Sampler

class lightning_ir.data.dataset.Sampler[source]

Bases: object

Helper class for sampling subsets of documents from a ranked list.

__init__()

Methods

`__init__`()
`log_random`(documents, sample_size)	Sampling strategy to randomly sample documents with a higher probability to sample documents from the top of the ranking.
`random`(documents, sample_size)	Sampling strategy to randomly sample `sample_size` documents.
`sample`(df, sample_size, sampling_strategy)	Samples a subset of documents from a ranked list given a sampling_strategy.
`single_relevant`(documents, sample_size)	Sampling strategy to randomly sample a single relevant document.
`top`(documents, sample_size)	Sampling strategy to randomly sample a single relevant document.
`top_and_random`(documents, sample_size)	Sampling strategy to randomly sample half the `sample_size` documents from the top of the ranking and the other half randomly.

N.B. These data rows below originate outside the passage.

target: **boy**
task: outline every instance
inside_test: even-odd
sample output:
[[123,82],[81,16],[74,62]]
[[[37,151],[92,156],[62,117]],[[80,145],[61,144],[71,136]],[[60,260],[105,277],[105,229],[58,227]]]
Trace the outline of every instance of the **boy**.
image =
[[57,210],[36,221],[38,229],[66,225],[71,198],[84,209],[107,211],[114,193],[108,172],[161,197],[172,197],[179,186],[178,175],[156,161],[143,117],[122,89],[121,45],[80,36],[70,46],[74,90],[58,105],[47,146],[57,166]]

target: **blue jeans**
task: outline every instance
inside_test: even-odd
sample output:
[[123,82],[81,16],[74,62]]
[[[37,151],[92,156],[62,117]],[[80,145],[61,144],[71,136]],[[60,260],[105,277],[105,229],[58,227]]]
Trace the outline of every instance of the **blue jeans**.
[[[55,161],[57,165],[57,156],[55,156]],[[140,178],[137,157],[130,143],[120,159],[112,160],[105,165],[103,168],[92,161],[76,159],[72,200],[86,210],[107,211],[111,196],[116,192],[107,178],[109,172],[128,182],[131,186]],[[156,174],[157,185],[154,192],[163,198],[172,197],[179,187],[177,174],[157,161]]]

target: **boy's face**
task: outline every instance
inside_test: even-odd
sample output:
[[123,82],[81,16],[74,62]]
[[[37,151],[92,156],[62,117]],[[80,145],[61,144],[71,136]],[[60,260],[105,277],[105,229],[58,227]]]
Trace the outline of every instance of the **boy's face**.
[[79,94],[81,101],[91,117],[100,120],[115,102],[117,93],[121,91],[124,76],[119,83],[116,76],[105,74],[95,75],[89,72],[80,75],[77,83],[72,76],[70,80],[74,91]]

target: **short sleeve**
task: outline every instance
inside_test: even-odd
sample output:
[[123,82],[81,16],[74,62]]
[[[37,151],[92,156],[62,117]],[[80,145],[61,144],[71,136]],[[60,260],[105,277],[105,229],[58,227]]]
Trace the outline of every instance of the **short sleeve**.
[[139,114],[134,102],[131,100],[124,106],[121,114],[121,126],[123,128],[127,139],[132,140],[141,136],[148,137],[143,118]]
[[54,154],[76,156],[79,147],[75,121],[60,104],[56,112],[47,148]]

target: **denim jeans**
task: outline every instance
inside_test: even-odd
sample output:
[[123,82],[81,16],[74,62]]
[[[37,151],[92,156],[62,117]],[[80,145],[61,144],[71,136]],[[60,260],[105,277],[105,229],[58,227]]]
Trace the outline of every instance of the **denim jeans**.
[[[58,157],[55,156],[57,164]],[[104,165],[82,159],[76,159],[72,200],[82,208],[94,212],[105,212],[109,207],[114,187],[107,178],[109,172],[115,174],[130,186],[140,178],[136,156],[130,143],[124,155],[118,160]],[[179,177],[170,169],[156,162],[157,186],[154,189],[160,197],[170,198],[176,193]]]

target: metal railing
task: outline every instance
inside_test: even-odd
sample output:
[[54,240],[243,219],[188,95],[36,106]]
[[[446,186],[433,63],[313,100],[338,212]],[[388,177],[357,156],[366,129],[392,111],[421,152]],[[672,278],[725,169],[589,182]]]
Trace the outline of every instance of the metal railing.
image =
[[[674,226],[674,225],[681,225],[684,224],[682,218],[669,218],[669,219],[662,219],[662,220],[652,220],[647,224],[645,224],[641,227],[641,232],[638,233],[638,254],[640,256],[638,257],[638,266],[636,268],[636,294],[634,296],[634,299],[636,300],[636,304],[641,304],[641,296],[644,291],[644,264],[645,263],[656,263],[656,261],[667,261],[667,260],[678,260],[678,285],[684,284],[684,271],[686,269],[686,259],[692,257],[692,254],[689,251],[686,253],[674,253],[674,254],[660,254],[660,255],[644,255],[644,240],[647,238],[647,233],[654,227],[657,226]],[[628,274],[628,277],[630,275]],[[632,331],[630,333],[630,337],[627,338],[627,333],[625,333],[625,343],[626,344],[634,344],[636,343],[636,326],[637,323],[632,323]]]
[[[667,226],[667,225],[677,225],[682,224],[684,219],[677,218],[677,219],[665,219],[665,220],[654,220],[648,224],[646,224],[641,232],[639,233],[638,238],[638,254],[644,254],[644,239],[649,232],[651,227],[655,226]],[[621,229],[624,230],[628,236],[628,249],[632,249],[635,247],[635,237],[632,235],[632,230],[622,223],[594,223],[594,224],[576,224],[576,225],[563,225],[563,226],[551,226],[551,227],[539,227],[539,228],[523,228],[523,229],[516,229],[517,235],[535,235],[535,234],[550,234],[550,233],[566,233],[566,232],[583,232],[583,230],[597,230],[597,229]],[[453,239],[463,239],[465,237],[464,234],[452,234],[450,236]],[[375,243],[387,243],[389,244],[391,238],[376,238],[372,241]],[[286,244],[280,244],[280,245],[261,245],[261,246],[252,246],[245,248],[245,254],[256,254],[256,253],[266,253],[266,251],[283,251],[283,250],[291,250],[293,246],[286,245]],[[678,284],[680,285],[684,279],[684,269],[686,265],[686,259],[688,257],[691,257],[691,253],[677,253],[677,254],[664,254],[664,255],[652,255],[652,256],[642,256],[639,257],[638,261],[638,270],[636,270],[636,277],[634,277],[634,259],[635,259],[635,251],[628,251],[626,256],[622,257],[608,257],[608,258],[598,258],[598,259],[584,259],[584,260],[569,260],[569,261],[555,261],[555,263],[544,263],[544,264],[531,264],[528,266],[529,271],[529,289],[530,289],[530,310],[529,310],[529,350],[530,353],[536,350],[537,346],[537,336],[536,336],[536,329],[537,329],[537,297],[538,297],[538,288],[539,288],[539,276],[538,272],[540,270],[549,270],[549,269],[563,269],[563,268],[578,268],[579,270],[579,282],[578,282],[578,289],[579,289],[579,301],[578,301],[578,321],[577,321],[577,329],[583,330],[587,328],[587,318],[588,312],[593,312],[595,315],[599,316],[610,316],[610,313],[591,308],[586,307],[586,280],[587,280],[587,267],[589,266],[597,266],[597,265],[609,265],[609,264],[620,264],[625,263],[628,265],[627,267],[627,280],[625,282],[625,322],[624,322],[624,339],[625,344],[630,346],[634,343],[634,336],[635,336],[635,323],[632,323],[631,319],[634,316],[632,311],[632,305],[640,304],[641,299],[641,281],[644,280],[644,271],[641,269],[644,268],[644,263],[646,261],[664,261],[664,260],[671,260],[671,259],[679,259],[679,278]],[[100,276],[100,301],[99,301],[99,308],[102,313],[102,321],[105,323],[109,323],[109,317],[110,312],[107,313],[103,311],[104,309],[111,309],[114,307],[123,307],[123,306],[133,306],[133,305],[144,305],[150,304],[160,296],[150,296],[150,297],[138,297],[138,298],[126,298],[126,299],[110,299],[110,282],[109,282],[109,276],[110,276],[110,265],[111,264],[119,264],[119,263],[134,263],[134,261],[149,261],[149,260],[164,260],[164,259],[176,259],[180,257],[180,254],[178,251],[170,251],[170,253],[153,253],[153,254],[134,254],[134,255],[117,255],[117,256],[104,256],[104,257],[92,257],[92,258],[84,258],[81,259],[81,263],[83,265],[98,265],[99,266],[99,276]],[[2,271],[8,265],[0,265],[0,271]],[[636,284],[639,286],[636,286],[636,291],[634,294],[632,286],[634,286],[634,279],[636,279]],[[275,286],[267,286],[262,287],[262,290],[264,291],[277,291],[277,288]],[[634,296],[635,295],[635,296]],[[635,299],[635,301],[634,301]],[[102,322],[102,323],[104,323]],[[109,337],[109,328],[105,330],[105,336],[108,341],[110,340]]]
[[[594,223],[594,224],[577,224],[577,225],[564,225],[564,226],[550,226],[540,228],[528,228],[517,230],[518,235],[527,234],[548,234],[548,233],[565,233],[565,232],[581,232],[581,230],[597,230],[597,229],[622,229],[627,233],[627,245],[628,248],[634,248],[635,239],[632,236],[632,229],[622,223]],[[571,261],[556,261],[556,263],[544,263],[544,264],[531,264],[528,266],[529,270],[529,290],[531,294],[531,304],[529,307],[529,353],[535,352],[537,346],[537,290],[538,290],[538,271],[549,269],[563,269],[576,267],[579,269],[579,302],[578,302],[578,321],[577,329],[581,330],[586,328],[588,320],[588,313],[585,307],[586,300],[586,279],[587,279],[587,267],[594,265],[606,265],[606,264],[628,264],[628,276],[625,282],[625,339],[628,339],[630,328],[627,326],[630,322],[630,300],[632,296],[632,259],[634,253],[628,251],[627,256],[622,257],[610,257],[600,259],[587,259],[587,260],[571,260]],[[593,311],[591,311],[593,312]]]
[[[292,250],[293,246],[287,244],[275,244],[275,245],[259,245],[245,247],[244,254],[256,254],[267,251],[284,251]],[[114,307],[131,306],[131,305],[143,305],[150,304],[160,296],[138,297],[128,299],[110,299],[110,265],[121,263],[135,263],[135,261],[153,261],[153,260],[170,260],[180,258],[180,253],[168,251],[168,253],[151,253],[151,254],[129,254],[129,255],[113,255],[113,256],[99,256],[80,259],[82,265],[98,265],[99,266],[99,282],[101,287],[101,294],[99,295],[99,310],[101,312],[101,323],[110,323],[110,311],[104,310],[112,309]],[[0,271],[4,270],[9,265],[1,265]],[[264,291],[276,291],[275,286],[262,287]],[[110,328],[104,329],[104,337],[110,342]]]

static log_random(documents: DataFrame, sample_size: int) → DataFrame[source]

Sampling strategy to randomly sample documents with a higher probability to sample documents from the top of the ranking.

Parameters:

documents (pd.DataFrame) – Ranked list of documents
sample_size (int) – Number of documents to sample

Returns:

Sampled documents

Return type:

pd.DataFrame

static random(documents: DataFrame, sample_size: int) → DataFrame[source]

Sampling strategy to randomly sample sample_size documents.

Parameters:

documents (pd.DataFrame) – Ranked list of documents
sample_size (int) – Number of documents to sample

Returns:

Sampled documents

Return type:

pd.DataFrame

static sample(df: DataFrame, sample_size: int, sampling_strategy: 'single_relevant' | 'top' | 'random' | 'log_random' | 'top_and_random') → DataFrame[source]

Samples a subset of documents from a ranked list given a sampling_strategy.

Parameters:

documents (pd.DataFrame) – Ranked list of documents
sample_size (int) – Number of documents to sample

Returns:

Sampled documents

Return type:

pd.DataFrame

static single_relevant(documents: DataFrame, sample_size: int) → DataFrame[source]

Sampling strategy to randomly sample a single relevant document. The remaining sample_size - 1 are non-relevant.

Parameters:

documents (pd.DataFrame) – Ranked list of documents
sample_size (int) – Number of documents to sample

Returns:

Sampled documents

Return type:

pd.DataFrame

static top(documents: DataFrame, sample_size: int) → DataFrame[source]

Sampling strategy to randomly sample a single relevant document. The remaining sample_size - 1 are non-relevant.

Parameters:

documents (pd.DataFrame) – Ranked list of documents
sample_size (int) – Number of documents to sample

Returns:

Sampled documents

Return type:

pd.DataFrame

static top_and_random(documents: DataFrame, sample_size: int) → DataFrame[source]

Sampling strategy to randomly sample half the sample_size documents from the top of the ranking and the other half randomly.

Parameters:

documents (pd.DataFrame) – Ranked list of documents
sample_size (int) – Number of documents to sample

Returns:

Sampled documents

Return type:

pd.DataFrame